I realized he was right. Cynicism reigns and there’s every reason to despair. If you write in a tone too rosy you risk seeming sophomoric and irrelevant. Hope has been hijacked. We need to reclaim it.
It's not that I don’t see what’s going on. I know too well the chronic sense of anxiety and loss that has become the new normal. I have watched while mistakes and miseries have compounded themselves, and there's a permanent lump lodged in my throat. I wonder sometimes if what we can barely remember will turn out to have been the best there ever was. But I know too it is essential to act in hopeful ways even when we're feeling shaky inside.
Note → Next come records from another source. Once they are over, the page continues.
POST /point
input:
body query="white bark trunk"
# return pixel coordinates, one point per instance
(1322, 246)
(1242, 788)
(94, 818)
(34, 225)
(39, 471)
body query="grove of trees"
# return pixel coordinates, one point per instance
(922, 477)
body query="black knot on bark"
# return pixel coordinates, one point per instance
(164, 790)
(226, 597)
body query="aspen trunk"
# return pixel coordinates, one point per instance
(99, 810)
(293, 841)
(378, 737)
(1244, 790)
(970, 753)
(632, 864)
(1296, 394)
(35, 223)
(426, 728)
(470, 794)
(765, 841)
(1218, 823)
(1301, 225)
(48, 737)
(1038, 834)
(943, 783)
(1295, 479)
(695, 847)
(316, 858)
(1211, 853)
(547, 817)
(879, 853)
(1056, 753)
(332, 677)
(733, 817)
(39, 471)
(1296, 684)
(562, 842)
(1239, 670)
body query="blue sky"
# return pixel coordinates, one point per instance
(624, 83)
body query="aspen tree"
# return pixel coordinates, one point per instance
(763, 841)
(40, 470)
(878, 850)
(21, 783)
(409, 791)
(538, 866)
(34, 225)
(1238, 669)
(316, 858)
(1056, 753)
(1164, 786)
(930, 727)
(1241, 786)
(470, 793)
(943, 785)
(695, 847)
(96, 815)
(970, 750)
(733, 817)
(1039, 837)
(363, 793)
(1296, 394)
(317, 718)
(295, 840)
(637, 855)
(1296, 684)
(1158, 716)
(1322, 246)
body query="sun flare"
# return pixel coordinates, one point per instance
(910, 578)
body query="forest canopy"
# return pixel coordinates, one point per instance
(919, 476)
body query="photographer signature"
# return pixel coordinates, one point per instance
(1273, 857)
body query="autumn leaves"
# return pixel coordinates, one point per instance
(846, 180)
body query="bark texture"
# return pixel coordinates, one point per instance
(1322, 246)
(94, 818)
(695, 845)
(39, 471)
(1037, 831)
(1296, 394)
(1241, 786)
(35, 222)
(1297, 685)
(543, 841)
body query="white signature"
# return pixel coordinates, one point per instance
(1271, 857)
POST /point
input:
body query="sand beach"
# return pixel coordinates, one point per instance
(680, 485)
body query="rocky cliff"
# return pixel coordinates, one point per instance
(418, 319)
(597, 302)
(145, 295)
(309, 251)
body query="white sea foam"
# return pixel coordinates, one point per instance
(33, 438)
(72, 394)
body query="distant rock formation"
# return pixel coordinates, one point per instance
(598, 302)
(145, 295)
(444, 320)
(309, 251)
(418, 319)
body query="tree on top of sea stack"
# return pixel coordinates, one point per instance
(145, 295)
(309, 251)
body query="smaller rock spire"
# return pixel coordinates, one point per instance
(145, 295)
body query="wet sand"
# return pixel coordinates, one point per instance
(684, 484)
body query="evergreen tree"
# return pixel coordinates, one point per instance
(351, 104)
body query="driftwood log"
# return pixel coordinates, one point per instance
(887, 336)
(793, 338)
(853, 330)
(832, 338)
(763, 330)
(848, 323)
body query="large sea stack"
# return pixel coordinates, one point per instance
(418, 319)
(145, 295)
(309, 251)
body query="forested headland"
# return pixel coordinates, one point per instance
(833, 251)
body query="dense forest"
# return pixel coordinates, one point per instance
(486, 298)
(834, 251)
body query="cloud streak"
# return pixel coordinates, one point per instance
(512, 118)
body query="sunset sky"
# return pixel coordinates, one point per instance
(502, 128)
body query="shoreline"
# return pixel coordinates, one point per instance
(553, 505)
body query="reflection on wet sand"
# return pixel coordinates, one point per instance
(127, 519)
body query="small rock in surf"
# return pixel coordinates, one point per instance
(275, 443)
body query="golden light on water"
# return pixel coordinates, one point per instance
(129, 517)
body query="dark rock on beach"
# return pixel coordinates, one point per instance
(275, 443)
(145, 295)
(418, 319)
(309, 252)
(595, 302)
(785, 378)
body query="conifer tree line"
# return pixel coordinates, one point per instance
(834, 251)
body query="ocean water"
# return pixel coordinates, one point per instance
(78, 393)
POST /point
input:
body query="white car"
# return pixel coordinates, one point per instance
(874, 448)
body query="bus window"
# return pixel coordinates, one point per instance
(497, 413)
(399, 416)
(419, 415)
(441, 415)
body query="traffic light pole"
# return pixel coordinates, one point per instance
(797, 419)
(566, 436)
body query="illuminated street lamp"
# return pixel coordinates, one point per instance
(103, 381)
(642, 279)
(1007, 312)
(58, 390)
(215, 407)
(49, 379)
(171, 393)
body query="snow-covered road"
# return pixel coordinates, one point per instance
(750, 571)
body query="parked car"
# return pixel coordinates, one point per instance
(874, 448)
After the conference I drove along pastoral roads of Marin and Sonoma Counties, past barns and pumpkins and grazing cows. Except for the fact that the weather was nice, it reminded me of places in upstate New York. I headed to Santa Rosa to meet Christine and Donna, special friends from my bicycle days, old friends and dear ones, the kind with whom there's history, the kind who always leave you feeling loved. Christine met me at a coffee shop, pedaling up in sleek black slacks and high heeled shoes. (Righteous Chris, we used to call her -- because she cared a lot and wasn't gonna sit there.) Then the two of us went to Mike and Donna's house, and we lingered in the backyard, and it felt like a homecoming, although quieter than in days of old -- none of us can fathom how the kids grew up so fast. Donna made up a cozy bed for me in the downstairs room that used to belong to one of the boys, and I slept as soundly as a child.
On the way home the next day, I met up with Jacquie, another renowned woman of two wheels. With her dredlocks and feathers and pink sunglasses, bearing gifts of figs and funny fruit, she brought life and color to the the empty Sunday street. "I'm declaring myself beautiful," Jacquie said, "and so should you." Jacquie doesn't waste her time being shy. She's right there: a happening, an adventure, a quirky affirmation.
And I thought about the fact that we are constantly creating ourselves, and how, if we work at it, we can become works of art. I know that sounds corny (there it is again) but conscious choice is surely a factor in determining what effect we have upon the world. And it takes some effort to walk against the wind and whistle in the dark and throw yourself into a cause, big or small, as though you can make a difference. But that kind of spirit acquires momentum and if it doesn't turn tides at least it touches lives.
A few years ago my students and I interviewed a delightful lady named Marjorie Scribner who was born in 1908. (You can read her entire interview on Zacate Canyon.) She spoke of the two World Wars that had taken place in her lifetime, as well as the astonishing technological and social changes she had witnessed. Here is something important she concluded, and she'd had plenty of time to observe:
“In some cases things look worse today, but as long as people are concerned about them, they're gonna get better. I think people are actually more involved in some ways than they were a couple of generations ago. There are human rights organizations like Amnesty International, and there are various organizations working to preserve the planet instead of destroying the environment... So you organize small groups, that's how it starts. Even just two people, one person speaking out, and there you have it. People are good. There are far more good people in the world than bad. We have to seek them out.”
Well, I'm seeking. And I’m finding.
And sometimes I feel a funny flutter in my heart. It’s quaint and out of fashion, but I’m going to give it some room to grow.